Funders active or plausible here (11)
  • UKRI / EPSRC (REPHRAIN centre, PETs and online-harms research; Safer Streets R&D challenge)
  • DSIT (PETs cost-benefit tool, UK–US PETs prize legacy, digital identity programme; plausible home for a PETs adoption fund)
  • Innovate UK (plausible funder of PETs commercialisation; currently no standing programme)
  • Joseph Rowntree Reform Trust (core funder of Open Rights Group and democratic-rights campaigning)
  • Luminate (Open Rights Group and data-rights field funder)
  • Open Society Foundations (historic funder of UK digital rights; retrenched from Europe, and the gap its exit left is itself part of the problem)
  • Nuffield Foundation (founded and funds the Ada Lovelace Institute; data governance research)
  • Wellcome Trust (health data governance and public-trust research; plausible funder of patient-data transparency infrastructure)
  • ICO / Information Commission grants programme (previously funded privacy research; could be revived for PETs and enforcement research)
  • Digital Freedom Fund (European strategic litigation support, extendable to UK data rights cases)
  • Tech-wealth and consumer-facing philanthropy (e.g.
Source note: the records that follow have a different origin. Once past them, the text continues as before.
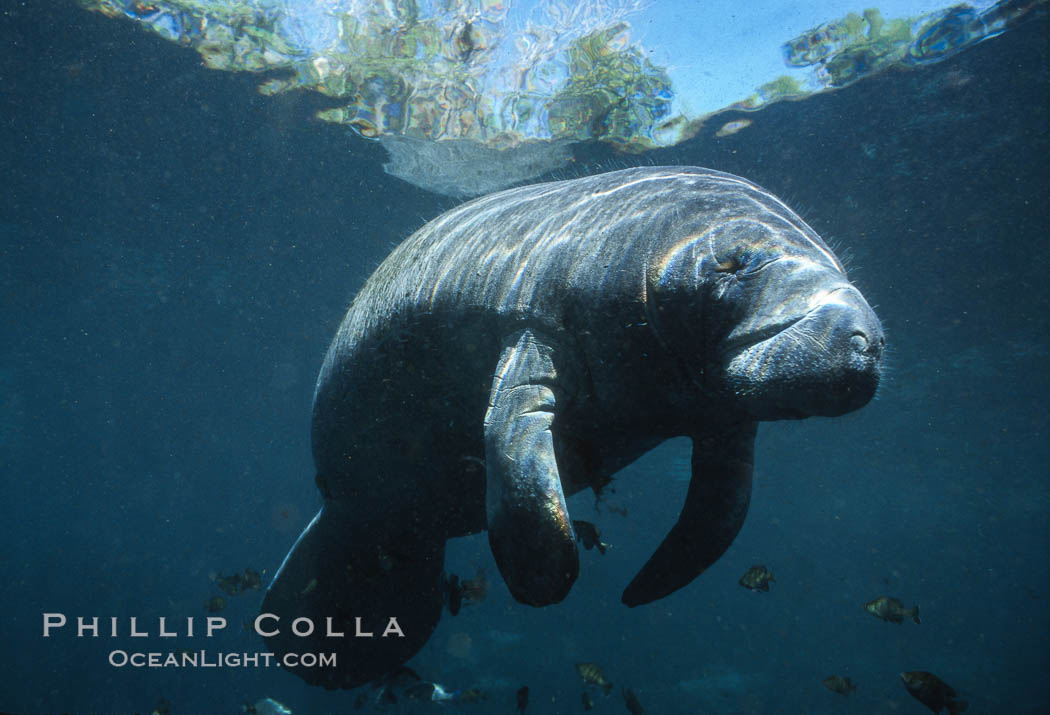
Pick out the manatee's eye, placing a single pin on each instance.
(731, 265)
(744, 261)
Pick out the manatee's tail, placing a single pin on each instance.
(372, 602)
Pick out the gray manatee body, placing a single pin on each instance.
(528, 344)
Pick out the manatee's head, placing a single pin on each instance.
(771, 327)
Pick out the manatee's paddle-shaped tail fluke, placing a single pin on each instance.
(352, 581)
(715, 507)
(529, 529)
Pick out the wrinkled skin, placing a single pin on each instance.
(529, 344)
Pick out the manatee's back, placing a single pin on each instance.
(406, 378)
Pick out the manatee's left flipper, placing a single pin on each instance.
(529, 529)
(715, 507)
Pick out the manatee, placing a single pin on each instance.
(527, 345)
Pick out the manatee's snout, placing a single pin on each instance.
(826, 362)
(851, 333)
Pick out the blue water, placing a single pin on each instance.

Proton, Mozilla Foundation) as plausible entrants for privacy-tool and advocacy funding
Policy notes

The DUAA 2025 tilts deregulatory (recognised legitimate interests, relaxed automated decision-making, opt-out analytics cookies) while EU adequacy (renewed December 2025 to 2031 with a four-year mid-point review) caps divergence. Individual redress is the systemic hole: Article 80(2) opt-out actions were never implemented, Lloyd v Google closed the courts route, s166 DPA offers only procedural review, and Delo confirmed the ICO need not determine complaints. Encryption is unprotected in statute: secret IPA Technical Capability Notices (Apple litigation at the IPT, 2026) and unused OSA s121 scanning powers persist. The Digital Access to Services Bill (May 2026 King's Speech) currently lacks statutory unlinkability and independent oversight. Health-data centralisation outpaces the non-statutory National Data Opt-Out; genetic discrimination rests on a voluntary ABI code (2025 review). Live windows: digital ID Bill passage, DSIT data intermediaries consultation (closes 31 August 2026), data broker call for evidence.